Micro-romance XIV (ou “Nós vamos matar um cara”)


A porta abre e ela se apresenta. Sua presença é logo motivo de euforia. Corpos se debatem. Tem umas proporções destacas passos resolvidos e boca de carne farta. Manda um bom dia demasiado feminino para o conjunto. Todos a escutam atentamente. Mas há dessincronia entre intenção e gestos. Parece querer muito mais do que ser capaz de realizar. O plano exposto é seguido por uma risada geral e abafada. Ela se invoca. E saca suas armas. Todos armados e apontando canos nervosos uns para os outros. A situação fica muito tensa. Alguém vem por trás dela e dá-lhe um beijo. Ela sucumbe. Fazia tempo não era beijada daquele jeito. Depois da cena, todos quietos se reúnem novamente e ela volta a dizer que é plano de uma morte só. Os detalhes ficam bem mais claros. Profits e outros dividendos chegam atrativos. Os homens e outras mulheres já incluídas na turma aceitam de maneira diferente sua proposta.
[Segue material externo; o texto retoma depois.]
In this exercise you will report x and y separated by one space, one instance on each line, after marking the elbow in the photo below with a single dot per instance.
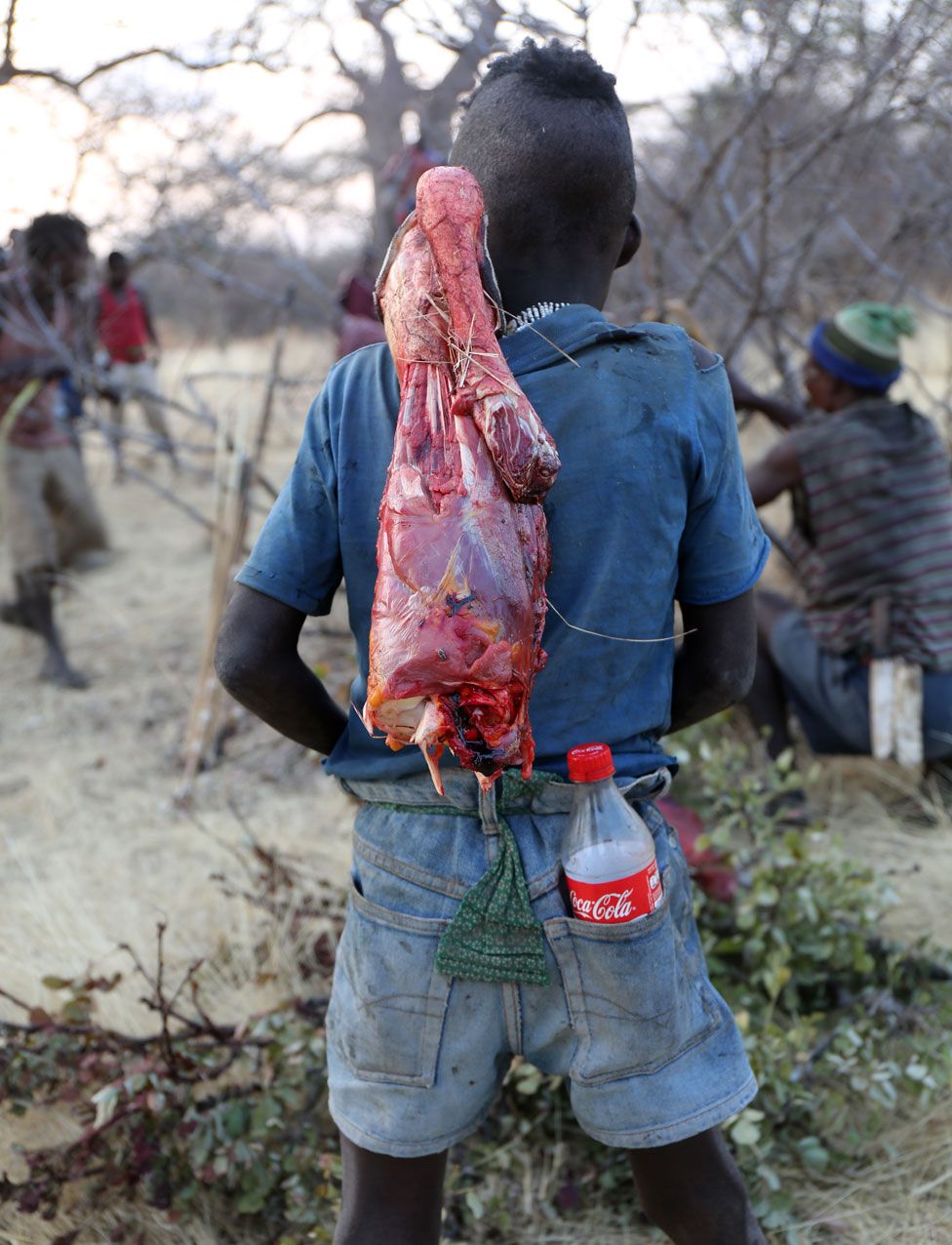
235 665
730 685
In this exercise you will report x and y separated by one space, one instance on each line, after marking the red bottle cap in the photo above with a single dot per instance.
589 762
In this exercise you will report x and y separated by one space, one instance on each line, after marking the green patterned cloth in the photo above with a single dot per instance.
496 937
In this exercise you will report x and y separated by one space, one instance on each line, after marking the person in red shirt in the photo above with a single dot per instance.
50 515
360 325
127 333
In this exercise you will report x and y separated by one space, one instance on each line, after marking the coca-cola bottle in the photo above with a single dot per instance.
608 849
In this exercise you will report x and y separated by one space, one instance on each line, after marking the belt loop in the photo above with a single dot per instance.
488 816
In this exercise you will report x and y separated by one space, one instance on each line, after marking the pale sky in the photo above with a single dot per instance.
40 122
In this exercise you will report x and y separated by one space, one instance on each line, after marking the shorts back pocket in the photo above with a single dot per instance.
634 1000
387 1002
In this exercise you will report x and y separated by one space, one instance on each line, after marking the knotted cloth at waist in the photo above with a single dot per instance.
495 935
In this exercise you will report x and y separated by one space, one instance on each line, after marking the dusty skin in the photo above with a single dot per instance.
95 851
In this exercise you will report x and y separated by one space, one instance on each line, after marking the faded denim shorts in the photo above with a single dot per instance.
650 1050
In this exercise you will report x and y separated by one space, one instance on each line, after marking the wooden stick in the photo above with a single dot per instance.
234 472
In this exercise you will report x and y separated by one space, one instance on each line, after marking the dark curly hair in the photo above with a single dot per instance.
54 234
547 139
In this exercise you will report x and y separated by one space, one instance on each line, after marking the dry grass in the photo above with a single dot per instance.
96 852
Então haverá apenas uma morte. E ela dará o tiro fatal. Sua especialidade de anos e anos. Apontar, controlar a respiração e disparar – o estampido, o milésimo de segundo antes do fim. Ela conseguia se lembrar da última morte com certa alegria. Naquela oportunidade, havia apenas dado a ordem e as coordenadas para o tiro. Seguiu falando. Tudo acertado, dia e hora marcados nos relógios. Todos esperam. Depois da morte daquele idiota, fortuna e fama os aguardavam. Mas tudo continua silencioso e calmo e, em cima da hora, nada explode, ninguém houve o tiro-aviso ser disparado. Os olhos dela cheios de lágrimas escorrem. Arma na mão, ela se deixa levar pela lembrança. Pensa no beijo. Quase o revive. E então, solta pelo rádio: Abortar! Abortar! Já era tarde demais. Alguém morreria naquele dia. Cada um seguiu sua rota de fuga. Dias depois se reencontraram para acertar as contas. Afinal, houve investimentos e o breve posicionamento de intenções, às vezes é suficiente para gerar dívidas de vida inteira. Ou simplesmente dívidas de vida. Mais tarde, em terreno ermo, quando olhava diretamente o breu dos canos de seus assassinos, lembrava-se com mais vivacidade do beijo. Quase se urina. O beijo que há muito ela esperava. Depois o negro. Aquele era serviço para quem não pensava demais, concluiu. Morreu em nome do que vivera uma única vez, depois de tanto tempo. J.M.N.